Laramie County Community College’s Flex Tech Building: 0-60 in no time flat

By: CTA Staff
7 December 2015

The 48,700 sq. ft. Flexible Industrial Technology (“Flex Tech”) Building is currently under construction at Laramie County Community College (LCCC). The groundbreaking was in 2015 with construction beginning in August; and by Sept. 21, the structural walls defining the two large shop wings were already in place.
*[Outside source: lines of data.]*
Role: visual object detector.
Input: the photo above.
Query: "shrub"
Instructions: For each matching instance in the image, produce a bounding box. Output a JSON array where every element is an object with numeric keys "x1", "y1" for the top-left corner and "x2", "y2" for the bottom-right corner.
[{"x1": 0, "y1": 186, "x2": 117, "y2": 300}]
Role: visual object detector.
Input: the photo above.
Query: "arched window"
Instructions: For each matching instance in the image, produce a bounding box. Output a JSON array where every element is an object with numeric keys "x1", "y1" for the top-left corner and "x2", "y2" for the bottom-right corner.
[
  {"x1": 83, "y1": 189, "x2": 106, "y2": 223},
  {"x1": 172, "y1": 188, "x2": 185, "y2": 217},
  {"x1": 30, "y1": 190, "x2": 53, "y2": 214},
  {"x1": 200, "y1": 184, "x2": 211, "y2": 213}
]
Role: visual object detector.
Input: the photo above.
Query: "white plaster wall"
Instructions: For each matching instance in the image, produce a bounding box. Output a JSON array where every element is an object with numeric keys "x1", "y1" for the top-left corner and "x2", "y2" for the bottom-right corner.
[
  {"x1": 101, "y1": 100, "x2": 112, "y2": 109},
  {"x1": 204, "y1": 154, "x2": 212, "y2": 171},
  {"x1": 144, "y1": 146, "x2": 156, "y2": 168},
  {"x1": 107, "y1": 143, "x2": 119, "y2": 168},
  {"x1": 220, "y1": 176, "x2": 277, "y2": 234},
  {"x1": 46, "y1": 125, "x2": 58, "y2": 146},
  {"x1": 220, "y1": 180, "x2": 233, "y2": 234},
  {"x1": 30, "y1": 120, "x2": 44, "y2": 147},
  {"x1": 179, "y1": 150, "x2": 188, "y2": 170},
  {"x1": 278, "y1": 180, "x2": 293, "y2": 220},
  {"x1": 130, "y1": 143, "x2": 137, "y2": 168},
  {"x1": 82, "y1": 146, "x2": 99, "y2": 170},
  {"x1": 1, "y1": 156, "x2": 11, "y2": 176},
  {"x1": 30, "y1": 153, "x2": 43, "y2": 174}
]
The Flex Tech building is home to LCCC’s welding, diesel, and engineering tech programs, with room for existing programs to grow and for additional programs to be created in the future. Instruction will start in this building in August 2016, so time is limited for getting the building complete, especially with winter conditions looming. Foundations and footings were poured while structural walls were being constructed off-site. Once foundations were complete, wall erection occurred over a mere five business days in September, giving the appearance of a complete building nearly overnight!

The attached construction photos were shot the second week of November, and give a hint of where the building is headed. See more drawings and construction photos of this project on the college’s website, and read more about this building’s design on CTA’s LCCC project capsule.
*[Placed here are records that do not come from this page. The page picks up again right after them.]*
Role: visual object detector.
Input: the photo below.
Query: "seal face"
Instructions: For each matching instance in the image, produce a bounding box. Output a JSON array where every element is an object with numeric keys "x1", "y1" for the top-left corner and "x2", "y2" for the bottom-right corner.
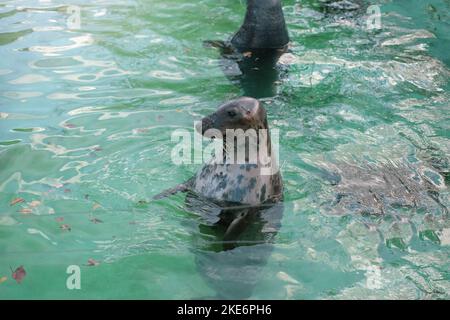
[{"x1": 193, "y1": 97, "x2": 282, "y2": 205}]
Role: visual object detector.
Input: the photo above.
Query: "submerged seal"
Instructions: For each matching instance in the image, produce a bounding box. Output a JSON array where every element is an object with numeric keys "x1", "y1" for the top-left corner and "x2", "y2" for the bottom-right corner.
[
  {"x1": 205, "y1": 0, "x2": 289, "y2": 98},
  {"x1": 154, "y1": 97, "x2": 283, "y2": 206},
  {"x1": 154, "y1": 98, "x2": 284, "y2": 299}
]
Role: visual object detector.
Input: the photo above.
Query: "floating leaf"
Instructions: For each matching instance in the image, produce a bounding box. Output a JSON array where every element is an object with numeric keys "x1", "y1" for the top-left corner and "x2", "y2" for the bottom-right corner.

The project team included:

  • Laura Koehler, Project Manager
  • Corey Johnson, Ed Planner/PM
  • Jim Beal, Designer
  • Nick Remus, Project Architect (exterior)
  • Brock Martinson, Project Architect (interior)
  • Jim Brennan, Specs
  • Eric Nagel, Architectural Production
  • Randi Thomas, Interior Design
  • Dayton Rush, Landscape Architecture
  • Ben Nemec and Ryan Rigg (Martin/Martin WY), Civil
  • Amanda Miller (Martin/Martin WY), Structural
  • Greg Gedney, Gregg Moon, Josh Rose (MKK), MEP
  • Michael Witecki (TEECOM), IT/AV

CTA_staff_LauraKoehlerLAURA KOEHLER:
“It’s been amazing to see this building materialize as quickly as it has; between the precast concrete walls and the steel, each biweekly site visit has yielded substantial change. The building was designed to balance the highly focal site as the terminus of the academic mall and the first glimpse of campus from the east. Seeing it occupy the site, even in its incomplete state, is exciting. I look forward to the finished Flex Tech building and seeing tractor trailers drive through the diesel wing!”